Avrupa parasının ECU olan ismi 1995 Madrid Zirvesi'nde euro olarak değiştirildi. AB üyeleri paralarının ağırlıklı toplamına eşit olan 1 ECU, 31.12.1998 tarihinde donduruldu ve euro'ya dönüştürüldü. Ve, 1 Ocak 1999 tarihinde bir euro dolar karşısında 1.20 değerle işlem görmeye başladı. Ardından euro, 1 Ocak 2002'de banknot ve madeni para olarak da dolaşıma çıktı. Üye ülke sayısı 11 olarak başlayan Avrupa para sistemi işte böyle bir süreçten geçti ve bu sistemde şimdi 17 ülke var.
Peki banknot olarak dokuz yıldır yürürlükte olan euro başarılı oldu mu?
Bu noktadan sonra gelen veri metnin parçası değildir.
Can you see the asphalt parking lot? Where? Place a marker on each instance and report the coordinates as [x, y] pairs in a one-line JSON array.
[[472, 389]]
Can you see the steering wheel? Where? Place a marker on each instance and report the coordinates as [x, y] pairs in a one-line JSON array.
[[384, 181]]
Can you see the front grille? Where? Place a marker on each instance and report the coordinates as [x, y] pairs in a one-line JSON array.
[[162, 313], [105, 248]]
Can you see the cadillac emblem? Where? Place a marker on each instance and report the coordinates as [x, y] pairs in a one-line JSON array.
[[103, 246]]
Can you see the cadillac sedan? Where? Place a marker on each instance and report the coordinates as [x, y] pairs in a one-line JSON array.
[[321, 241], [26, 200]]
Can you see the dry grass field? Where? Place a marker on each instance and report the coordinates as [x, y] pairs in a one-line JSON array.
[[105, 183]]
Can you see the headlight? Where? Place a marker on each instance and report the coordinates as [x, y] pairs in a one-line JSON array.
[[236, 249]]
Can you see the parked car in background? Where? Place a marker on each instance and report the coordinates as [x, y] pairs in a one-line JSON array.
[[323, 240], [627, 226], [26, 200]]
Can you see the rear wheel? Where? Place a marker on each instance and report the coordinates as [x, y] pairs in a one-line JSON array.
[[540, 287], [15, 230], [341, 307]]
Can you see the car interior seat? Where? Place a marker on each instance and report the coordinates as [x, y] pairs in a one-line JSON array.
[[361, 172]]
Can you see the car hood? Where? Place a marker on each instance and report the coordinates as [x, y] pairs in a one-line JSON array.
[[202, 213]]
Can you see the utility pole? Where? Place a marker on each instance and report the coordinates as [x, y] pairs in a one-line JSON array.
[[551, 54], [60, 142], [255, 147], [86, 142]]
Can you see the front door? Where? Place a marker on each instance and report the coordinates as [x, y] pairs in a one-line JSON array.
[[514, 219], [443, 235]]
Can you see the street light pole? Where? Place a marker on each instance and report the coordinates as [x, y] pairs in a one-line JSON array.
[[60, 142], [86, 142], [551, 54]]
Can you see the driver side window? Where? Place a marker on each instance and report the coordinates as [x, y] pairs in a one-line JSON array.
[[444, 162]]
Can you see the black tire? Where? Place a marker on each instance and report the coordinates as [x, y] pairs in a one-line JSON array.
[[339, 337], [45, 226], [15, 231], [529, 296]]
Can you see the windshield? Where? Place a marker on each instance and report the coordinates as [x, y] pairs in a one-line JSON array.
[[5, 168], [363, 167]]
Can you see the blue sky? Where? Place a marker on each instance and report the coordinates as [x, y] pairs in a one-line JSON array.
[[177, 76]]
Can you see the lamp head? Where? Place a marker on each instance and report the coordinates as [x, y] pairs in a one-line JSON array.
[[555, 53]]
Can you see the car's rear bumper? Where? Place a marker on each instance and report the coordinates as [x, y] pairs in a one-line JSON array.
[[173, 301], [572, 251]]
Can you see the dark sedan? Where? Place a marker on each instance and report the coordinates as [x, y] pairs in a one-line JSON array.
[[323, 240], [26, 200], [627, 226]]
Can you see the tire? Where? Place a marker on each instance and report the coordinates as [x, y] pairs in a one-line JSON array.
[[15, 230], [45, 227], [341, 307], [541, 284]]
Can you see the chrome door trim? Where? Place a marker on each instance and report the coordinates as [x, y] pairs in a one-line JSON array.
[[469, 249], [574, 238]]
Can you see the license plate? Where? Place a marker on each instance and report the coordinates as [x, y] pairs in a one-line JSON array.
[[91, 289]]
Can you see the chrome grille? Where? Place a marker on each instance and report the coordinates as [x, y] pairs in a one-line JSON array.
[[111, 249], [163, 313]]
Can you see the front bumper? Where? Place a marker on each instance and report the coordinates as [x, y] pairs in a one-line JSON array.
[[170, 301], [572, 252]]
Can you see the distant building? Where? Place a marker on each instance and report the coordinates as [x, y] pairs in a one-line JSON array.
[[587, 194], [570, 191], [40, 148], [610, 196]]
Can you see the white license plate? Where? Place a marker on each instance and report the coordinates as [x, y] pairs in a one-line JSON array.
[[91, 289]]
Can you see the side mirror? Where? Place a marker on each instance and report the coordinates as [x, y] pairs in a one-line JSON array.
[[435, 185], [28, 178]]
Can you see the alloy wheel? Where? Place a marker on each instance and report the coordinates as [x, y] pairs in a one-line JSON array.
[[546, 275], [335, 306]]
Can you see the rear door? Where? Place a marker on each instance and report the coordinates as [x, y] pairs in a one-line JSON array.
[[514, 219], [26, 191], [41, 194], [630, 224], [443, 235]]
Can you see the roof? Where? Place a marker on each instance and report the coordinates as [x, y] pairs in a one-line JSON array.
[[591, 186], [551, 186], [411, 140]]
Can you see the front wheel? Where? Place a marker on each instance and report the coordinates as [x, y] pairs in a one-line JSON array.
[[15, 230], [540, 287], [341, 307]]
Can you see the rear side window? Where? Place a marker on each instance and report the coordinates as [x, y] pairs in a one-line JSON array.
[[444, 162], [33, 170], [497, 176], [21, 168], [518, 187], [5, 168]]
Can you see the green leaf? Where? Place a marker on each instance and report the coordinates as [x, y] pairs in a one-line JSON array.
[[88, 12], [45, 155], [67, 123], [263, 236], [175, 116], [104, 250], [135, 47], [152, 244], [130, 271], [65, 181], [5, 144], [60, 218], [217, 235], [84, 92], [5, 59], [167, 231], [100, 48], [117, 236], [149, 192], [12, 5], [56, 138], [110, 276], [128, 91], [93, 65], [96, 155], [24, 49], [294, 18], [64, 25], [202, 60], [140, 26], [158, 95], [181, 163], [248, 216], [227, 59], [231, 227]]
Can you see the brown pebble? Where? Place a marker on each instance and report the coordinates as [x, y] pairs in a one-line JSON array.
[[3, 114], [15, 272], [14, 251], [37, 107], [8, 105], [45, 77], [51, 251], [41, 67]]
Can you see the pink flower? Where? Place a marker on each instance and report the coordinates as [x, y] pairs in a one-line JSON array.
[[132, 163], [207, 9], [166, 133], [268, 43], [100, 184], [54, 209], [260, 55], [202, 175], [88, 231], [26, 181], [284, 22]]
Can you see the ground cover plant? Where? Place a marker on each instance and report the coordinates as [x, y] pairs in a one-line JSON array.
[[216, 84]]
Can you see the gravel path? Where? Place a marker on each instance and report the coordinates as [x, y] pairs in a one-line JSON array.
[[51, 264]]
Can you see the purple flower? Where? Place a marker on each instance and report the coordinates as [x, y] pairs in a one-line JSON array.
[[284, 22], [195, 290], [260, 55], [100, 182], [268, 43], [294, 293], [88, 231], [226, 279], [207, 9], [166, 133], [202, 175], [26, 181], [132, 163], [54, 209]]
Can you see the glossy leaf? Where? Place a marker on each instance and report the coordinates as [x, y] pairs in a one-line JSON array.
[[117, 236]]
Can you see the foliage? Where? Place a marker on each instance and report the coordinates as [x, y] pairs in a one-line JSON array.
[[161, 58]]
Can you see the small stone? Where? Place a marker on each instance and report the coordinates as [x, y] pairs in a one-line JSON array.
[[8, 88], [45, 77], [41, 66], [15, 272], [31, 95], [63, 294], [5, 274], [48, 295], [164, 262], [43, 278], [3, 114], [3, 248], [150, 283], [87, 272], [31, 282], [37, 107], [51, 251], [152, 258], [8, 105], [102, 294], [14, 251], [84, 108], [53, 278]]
Dokuz yıllık uygulamada euro'nun başarılı olduğu söylenemez. Çünkü farklı gelişmişlik düzeyindeki ülkelerin aynı parayı kullanmaları bazı ülkelerin ticaretini olumsuz etkiledi. Çünkü Para Birliği'ne üye ülkelerde verimlilik hiç dikkate alınmadan aynı ücretler kullanıldı. Bu uygulama, verimsiz çalışan ülkelerde devlet yardımlarını çoğaltınca kamunun borçlanmasını da büyük tutarlara taşıdı. Ve 2008 mali krizi Euro Bölgesi'nde işlerin aslında hiç de iyi gitmediğini ortaya çıkardı.
Para alıp not veren uluslararası kredi derecelendirme kuruluşlarının ülke tahvillerine verdikleri beş yıldızlı notlarının doğru olmadığı anlaşıldı. Daha önce şirketler için yapılan sahtekârlığın ülkeler için de yapıldığı gün yüzüne çıktı.Şimdi herkes sessiz bekliyor ama Yunanistan, İspanya, Portekiz, İrlanda, İtalya hatta Belçika devlet tahvillerine verilen beş yıldızların hesabı da zamanı geldiğinde görülecek herhalde.
Gelelim Euro Bölgesi'nde kârlı çıkan ülkelere... Tek paranın kullanılmasından Almanya, Hollanda, Avusturya karlı çıktı. Yaşanan 2008 mali krizine rağmen bu ülkeler, tek para biriminden faydalanarak ürettikleri mallara pazar buldular. İşsizlik oranlarını düşürdüler. İşsizlik Almanya'da yüzde 7, Hollanda da yüzde 5.6, Avusturya'da yüzde 3.7'ye geriledi. Diğer euro ülkelerinde ise işsizlik hızla çoğaldı. Fransa'da işsizlik yüzde 9.9, İtalya'da yüzde 8.3, İspanya'da yüzde 23, Yunanistan'da yüzde 16.5 oldu. Kısaca tek para sistemi eurodan emek verimliliği yüksek olan ülkeler kârlı çıktı. Peki bundan sonra Avrupa para birimi euro sürdürülebilir mi? Sürdürülebilir ama bir koşulla... Avrupa Para Sistemi'ne üye ülkelerin hazinelerinin ve ordularının tek olması gerekiyor. Aksi takdirde, her ülkenin farklı hazineleri ve orduları israfı artıracakları için emek verimliliği düşük ülkelerin euro kullanması sürekli mali krizlere neden olacak. Euro uygulamasından Almanya kârlı çıkarken ve daha da zenginleşirken, Yunanistan, İtalya, İspanya gibi ülkeler krizlerle fakirleşecekler.